Building an Online Community: Vista Training StrategiesPresentation Transcript
Building an Online Community: Vista Training Strategies Computing and Information Technology Services Magali Carrera , Chancellor Professor of Art History/Instructional Development Team Leader Damon Gatenby, Instructional Development Technical Support Specialist Jeannette E. Riley, Associate Professor of English & Women's Studies/Faculty Trainer Tracey Russo, Instructional Development Designer
COURSE BACKGROUND & PHILOSOPHY In 2002, the UMass Dartmouth Instructional Development developed a four week, asynchronous course, " Online Teaching and Learning Strategies ," for faculty. Gradually, the training course has evolved into a two week training session based upon faculty feedback received through the training course evaluation. This course has several unique qualities: faculty are required to be online learners before they become online teachers; faculty must complete the training course successfully before they access WebCT Vista sites; the course is team taught by faculty and instructional development staff; and the course grounds itself in the scholarship of teaching and learning.
The course has five central goals:
Reflect on the most important learning objectives you have for your students and how you might assess student progress toward these objectives;
Reflect upon the goals of your assignments, as well as which online tools will most effectively create your assignment online;
Design an online assignment that facilitates your learning objectives and that actively uses online tools;
Learn how to build your course website and administrate the online tools; and,
Develop a list of materials you need to gather and prepare for your online course.
COURSE BACKGROUND & PHILOSOPHY
Building Reflective Practices: Drawing upon the SoTL work of Randy Bass, Eileen Bender, David Gray, Pat Hutchings, and Lee Shulman, among others, faculty are asked to consider critical questions that guide reflective practices:
Who are our learners?
How do we build an online community of learners?
How do we foster an interactive environment?
How are the learners changing as the class progresses?
Are learners able to reflect upon their learning process and
How their learning skills are transforming?
How can technology expand and facilitate the learning experience?

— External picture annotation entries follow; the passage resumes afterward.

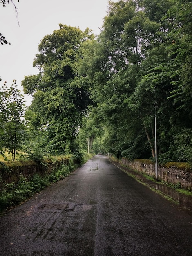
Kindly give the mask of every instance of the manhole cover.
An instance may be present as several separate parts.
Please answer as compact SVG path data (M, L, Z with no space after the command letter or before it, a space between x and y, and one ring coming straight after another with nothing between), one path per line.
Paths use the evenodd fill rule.
M66 210L69 204L46 204L40 207L41 209Z

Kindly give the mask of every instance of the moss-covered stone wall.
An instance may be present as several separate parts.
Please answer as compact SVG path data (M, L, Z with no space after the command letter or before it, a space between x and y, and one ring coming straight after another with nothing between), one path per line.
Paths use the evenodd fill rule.
M61 161L46 160L41 164L32 160L0 162L0 176L3 182L16 183L21 174L27 179L36 173L43 175L59 166Z
M130 161L123 157L121 163L131 169L155 177L155 164L150 160ZM168 162L164 166L159 166L158 179L174 184L180 182L183 188L192 189L192 169L188 163Z

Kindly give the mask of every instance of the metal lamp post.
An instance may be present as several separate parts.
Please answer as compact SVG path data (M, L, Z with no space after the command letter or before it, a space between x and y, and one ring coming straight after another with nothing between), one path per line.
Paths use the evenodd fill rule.
M158 179L158 168L157 166L157 133L156 124L156 102L155 102L155 179Z

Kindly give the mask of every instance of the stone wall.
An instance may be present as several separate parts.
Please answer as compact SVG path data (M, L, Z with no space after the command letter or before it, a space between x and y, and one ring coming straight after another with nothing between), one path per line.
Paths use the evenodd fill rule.
M59 162L53 163L51 161L45 162L44 164L34 161L0 162L0 176L3 182L16 182L21 174L27 179L36 173L43 175L59 165Z
M135 159L131 161L123 157L121 163L131 169L155 178L155 164L150 160ZM183 188L192 190L192 171L186 163L170 162L164 166L159 166L158 179L176 184L179 182Z

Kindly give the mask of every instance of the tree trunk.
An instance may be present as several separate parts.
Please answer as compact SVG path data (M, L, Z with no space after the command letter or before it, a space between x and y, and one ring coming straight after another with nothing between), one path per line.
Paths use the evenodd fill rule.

Then, the discussion activity asks: What central ideas did you take away from the readings? How do you think these readings might inform your future teaching practices?
Faculty responses are grounded in their disciplinary perspectives; as a result, faculty share ideas about teaching across disciplines. The outcome is a conversation where faculty share teaching practices and learn from other disciplinary approaches to assignments, thus creating an online community of practice. These conversations continue once the class has ended, which contributes to the campus focus on teaching and learning.
Creating the Course Site: This section of the course focuses on three main areas of online learning: 1) creating course content (i.e. transforming face to face lectures to the online format); 2) creating student to student interactions to enhance the learning experience; 3) course site design and development (using Vista as an instructor/designer).
Best practices: This section of the course discusses: blended and online course start-up tips; effective use of communication tools; the value of narratives and case studies in online learning; effective team management practices. Closing the loop: The course concludes by discussing learning objectives and ways to critically reflect upon course site designs and assignments to determine what works in online sites and what might need revision for future class delivery.
Each course concludes with a qualitative survey. Participant feedback indicates:
Faculty value the cross disciplinary exchange of resources and ideas.
Faculty benefit from the experience of being an online learner (challenge of time constraints, navigating the course structure, technical issues, group members not participating)
The majority of faculty leave with a more flexible attitude towards teaching and are more fully engaged in reflective practices.
Finally, UMass Dartmouth Instructional Development team has seen an increase in workshop participation and interest in new and emerging technologies.